Hi, glad to see you in this interview, this time I want to let you help us to solve some problem that we met, in our daily life, we will have many task, but some tasks are depend on another task, for example, we need to start task A before finishing task B that task A is depend on task B, we can write this relation as (a , b) , then today’s question is if we give you many pairs of this relation, could you give me a order of these task that we can do these task according to this order, that is topological sort

I will give you two input, one is the pairs of task, second is number of task, be careful that the number of pairs is less than number of task, for example if I give you task number is 4, then the pairs of task is like (1,2) (3,4) (2,3) would not larger than 4, if these pair can make a reasonable topological sort, then return true, if cannot, return false

🙋‍♂️ :

你好，很高興認識你，在聽完你的講解後，我可以理解說我要計算出一個topological sort的意思嗎?

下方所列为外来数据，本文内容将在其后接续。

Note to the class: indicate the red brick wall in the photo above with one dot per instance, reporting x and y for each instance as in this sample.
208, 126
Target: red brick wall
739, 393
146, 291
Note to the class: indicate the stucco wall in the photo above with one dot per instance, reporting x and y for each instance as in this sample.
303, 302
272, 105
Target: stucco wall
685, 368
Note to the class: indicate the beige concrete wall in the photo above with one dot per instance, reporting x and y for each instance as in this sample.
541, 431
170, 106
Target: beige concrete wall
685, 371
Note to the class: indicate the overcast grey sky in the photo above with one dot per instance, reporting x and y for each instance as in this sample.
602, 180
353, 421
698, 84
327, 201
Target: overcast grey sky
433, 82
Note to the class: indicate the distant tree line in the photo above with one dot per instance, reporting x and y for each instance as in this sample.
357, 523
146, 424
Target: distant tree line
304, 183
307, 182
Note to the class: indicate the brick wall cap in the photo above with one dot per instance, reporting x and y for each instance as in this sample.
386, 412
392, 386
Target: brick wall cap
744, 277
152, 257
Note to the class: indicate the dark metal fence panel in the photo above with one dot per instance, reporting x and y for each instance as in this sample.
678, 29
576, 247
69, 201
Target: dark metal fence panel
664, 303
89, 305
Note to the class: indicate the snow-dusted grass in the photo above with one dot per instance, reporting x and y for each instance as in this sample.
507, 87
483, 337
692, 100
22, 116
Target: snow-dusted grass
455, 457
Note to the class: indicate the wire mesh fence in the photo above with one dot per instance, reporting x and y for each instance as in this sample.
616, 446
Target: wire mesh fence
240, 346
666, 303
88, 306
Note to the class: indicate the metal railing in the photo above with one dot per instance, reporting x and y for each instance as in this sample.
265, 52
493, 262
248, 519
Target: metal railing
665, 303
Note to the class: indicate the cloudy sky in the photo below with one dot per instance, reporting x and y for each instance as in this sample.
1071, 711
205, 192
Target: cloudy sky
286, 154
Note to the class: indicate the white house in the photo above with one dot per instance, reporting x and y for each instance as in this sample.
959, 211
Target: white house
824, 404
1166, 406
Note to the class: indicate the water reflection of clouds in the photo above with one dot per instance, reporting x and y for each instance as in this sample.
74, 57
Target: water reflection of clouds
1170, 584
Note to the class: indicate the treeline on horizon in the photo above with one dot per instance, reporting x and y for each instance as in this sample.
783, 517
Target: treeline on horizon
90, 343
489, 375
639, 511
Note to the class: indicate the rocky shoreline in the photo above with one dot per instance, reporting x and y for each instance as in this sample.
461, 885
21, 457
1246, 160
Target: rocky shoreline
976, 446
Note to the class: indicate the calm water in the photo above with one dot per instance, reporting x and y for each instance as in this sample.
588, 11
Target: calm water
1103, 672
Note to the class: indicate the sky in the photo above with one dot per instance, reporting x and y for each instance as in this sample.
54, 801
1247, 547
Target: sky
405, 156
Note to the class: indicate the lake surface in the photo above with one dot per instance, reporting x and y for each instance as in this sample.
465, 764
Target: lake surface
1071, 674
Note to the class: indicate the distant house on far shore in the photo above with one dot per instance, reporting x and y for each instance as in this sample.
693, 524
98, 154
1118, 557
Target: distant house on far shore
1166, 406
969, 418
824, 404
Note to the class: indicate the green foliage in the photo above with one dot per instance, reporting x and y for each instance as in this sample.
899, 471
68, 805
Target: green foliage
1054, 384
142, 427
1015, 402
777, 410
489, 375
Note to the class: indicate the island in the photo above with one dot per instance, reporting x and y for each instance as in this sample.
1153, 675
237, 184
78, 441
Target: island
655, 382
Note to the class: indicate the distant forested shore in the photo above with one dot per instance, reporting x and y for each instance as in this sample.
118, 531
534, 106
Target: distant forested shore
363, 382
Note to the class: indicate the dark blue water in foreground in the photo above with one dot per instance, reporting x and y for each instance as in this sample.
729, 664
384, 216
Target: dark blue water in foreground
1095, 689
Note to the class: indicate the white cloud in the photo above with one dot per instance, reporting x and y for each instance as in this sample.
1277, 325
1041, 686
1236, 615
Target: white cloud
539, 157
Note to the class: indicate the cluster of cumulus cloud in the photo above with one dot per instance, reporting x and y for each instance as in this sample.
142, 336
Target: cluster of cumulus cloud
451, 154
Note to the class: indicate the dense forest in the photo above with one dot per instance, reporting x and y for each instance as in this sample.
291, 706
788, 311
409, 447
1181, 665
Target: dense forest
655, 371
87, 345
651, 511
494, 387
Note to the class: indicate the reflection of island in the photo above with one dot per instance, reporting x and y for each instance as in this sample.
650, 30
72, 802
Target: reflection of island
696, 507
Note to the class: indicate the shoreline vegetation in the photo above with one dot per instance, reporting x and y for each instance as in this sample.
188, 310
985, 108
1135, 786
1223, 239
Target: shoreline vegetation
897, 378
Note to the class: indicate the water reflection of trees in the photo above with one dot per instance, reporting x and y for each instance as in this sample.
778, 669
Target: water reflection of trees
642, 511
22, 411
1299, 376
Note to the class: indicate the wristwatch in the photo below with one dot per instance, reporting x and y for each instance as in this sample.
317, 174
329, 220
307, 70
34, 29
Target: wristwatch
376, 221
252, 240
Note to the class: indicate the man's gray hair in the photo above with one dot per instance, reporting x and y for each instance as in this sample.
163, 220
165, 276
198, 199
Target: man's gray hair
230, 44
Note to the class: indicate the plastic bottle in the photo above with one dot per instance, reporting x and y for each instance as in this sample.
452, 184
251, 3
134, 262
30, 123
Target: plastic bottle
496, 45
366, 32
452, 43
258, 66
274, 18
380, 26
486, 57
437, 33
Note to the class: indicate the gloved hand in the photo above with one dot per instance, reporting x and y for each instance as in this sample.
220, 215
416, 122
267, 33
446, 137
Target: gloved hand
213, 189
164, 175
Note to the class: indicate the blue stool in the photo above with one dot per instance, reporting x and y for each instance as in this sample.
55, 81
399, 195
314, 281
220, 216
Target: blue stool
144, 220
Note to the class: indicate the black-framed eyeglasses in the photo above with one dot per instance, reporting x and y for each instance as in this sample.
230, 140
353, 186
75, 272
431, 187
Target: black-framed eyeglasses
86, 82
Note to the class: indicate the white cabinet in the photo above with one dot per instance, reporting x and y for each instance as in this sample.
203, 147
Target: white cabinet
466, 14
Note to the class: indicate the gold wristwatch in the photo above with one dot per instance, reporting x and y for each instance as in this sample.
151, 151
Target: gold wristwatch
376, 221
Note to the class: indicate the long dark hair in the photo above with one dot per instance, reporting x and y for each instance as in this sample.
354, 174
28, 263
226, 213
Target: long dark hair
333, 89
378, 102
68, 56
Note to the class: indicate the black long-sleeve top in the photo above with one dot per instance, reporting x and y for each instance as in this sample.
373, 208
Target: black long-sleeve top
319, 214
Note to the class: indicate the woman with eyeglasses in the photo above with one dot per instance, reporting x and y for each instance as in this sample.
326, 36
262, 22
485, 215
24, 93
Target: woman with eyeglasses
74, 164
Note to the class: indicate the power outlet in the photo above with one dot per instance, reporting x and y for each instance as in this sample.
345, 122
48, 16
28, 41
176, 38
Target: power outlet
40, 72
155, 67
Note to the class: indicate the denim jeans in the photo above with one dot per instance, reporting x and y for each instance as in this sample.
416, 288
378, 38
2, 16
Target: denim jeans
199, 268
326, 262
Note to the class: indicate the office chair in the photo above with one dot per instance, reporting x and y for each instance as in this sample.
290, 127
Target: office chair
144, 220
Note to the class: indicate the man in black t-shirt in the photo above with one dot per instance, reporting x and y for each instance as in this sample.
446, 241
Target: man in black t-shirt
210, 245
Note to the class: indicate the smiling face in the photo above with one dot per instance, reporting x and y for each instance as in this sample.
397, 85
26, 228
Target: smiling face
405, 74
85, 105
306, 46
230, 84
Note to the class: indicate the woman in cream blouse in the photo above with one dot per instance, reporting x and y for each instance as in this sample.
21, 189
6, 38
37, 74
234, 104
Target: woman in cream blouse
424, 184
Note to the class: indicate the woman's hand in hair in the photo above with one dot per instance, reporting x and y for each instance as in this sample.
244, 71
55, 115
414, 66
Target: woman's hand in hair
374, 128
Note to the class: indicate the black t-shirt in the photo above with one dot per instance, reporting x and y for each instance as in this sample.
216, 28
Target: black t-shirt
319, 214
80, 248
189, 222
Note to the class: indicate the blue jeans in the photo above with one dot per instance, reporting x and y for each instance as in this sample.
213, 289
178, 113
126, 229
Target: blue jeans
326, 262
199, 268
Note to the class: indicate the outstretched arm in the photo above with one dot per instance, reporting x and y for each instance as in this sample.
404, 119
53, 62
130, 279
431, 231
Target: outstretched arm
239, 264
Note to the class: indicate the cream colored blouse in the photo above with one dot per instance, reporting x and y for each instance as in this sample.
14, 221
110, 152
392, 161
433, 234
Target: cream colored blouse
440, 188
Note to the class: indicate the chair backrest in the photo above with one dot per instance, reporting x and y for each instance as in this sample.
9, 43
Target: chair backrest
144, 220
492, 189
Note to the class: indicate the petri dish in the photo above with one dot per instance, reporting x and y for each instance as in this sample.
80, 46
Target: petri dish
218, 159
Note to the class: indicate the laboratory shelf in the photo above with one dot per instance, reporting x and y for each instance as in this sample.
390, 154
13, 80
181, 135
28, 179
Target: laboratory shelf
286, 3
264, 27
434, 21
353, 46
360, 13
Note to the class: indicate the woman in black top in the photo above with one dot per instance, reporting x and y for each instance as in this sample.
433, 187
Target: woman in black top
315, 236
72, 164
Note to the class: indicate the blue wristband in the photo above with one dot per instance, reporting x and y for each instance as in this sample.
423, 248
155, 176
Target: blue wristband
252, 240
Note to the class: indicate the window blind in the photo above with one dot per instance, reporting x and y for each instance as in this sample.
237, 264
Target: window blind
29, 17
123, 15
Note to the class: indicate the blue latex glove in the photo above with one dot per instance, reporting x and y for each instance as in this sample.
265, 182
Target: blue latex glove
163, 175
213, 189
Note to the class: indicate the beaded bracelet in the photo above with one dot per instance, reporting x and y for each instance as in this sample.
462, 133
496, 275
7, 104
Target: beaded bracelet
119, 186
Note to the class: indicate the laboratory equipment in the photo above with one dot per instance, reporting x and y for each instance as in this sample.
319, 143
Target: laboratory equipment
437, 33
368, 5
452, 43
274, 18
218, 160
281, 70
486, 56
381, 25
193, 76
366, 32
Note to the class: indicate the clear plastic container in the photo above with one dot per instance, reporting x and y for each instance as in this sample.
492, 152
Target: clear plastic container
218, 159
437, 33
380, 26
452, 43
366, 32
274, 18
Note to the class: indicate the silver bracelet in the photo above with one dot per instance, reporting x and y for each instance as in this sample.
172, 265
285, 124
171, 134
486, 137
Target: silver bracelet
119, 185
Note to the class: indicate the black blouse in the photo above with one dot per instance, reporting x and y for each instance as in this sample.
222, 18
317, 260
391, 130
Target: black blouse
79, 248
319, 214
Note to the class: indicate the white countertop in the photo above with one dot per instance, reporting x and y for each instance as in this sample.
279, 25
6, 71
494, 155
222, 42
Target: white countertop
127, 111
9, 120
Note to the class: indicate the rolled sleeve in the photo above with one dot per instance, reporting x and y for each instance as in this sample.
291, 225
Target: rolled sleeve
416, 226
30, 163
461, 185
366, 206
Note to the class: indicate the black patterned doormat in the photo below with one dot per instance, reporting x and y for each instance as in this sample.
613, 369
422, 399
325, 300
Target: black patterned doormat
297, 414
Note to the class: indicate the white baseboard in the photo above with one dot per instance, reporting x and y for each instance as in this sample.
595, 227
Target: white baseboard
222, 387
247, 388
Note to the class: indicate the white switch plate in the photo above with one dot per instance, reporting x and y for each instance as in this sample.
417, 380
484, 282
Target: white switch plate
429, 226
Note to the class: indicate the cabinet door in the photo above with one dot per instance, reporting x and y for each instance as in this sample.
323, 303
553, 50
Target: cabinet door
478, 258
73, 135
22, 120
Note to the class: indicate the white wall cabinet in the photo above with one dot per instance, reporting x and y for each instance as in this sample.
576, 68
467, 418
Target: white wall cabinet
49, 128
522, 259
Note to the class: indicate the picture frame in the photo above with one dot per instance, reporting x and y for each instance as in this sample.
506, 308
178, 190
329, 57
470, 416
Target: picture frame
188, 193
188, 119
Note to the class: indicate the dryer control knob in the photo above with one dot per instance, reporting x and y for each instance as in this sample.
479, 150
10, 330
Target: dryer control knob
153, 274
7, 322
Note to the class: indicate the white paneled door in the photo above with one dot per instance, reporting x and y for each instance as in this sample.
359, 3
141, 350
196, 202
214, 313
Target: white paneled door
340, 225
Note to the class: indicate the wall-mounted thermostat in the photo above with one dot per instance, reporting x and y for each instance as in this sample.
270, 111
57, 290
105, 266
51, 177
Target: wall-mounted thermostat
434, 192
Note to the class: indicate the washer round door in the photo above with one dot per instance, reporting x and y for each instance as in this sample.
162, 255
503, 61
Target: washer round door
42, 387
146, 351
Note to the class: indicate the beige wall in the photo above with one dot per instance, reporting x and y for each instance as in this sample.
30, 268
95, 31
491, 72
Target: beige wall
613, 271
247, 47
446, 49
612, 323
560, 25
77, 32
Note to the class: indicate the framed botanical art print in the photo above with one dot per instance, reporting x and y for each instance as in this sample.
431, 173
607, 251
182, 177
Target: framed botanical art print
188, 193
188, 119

Hi, glad to see you, after I listen your explanation of this question, can I understand that I need to calculate a topological sort, right?

🧔‍:

對的，你可以這樣理解沒問題

Yeah

🙋‍♂️ :

那我如果假設我今天的input是一個二維Vector，第二維的vector包含了剛剛的pair[a,b]，這樣的假設是可以的嗎?

I want to make a assumption that the inputs of pairs is a 2D vector and the second dimension include the pair (x, y)

🧔‍:

可以

That’ ok

🙋‍♂️ :

好的，那我想請問任務個數跟pair的個數的範圍?

I want to ask the boundary of number of task and pairs?

🧔‍:

任務個數介於1_{2000，pair個數介於0}5000個

It would be 1~2000 and 0-5000

🙋‍♂️ :

我的pairs裡面的任一個值都會小於我的任務個數對嗎?

All the value in the pairs is smaller than the number of task, is that right?

🧔‍:

沒錯

That’s right

🙋‍♂️ :

如果任務長度是5的話，pair中是一定會包含1~5的點嗎，還是可能只有123 234之類的

If I have 5 task, will the pairs include all the number 12345? or maybe only 234 123

🧔‍:

為5的話，1~5的點都一定會出現

Yes, pairs will have all the number from 1 to number of task

🙋‍♂️ :

想請問這些pair會有重複的嗎?還是他們每個都不一樣?

are the pairs woild be duplicate or unique?

🧔‍:

都不一樣

They’re all diofferent

🙋‍♂️ :

好的，那我大致了解了題目的要求說明，我的解法會需要去記錄兩個東西，一個是對每個點i記錄要在i之後完成的點，我會用一個二維vector去做儲存，把它叫做after 相鄰的意思

另一個是紀錄每個點還有幾個前置作業要去完成，我把它叫做indegree

有了這兩個後，我只需要一個q，先將indegree內的值為0的點取出，因為這些點沒有前置作業，可以直接去加入topo，

之後就每次從q pop一個值加入topo sort，同時間依據after把要在該點之後執行的點的indegree - -，代表該點已執行了，這些點依賴的個數-1，並將indegree減到0的加入到q中，因為這些點已經沒有前置作業了，重複直到q為空( 畫圖應該比較好解釋)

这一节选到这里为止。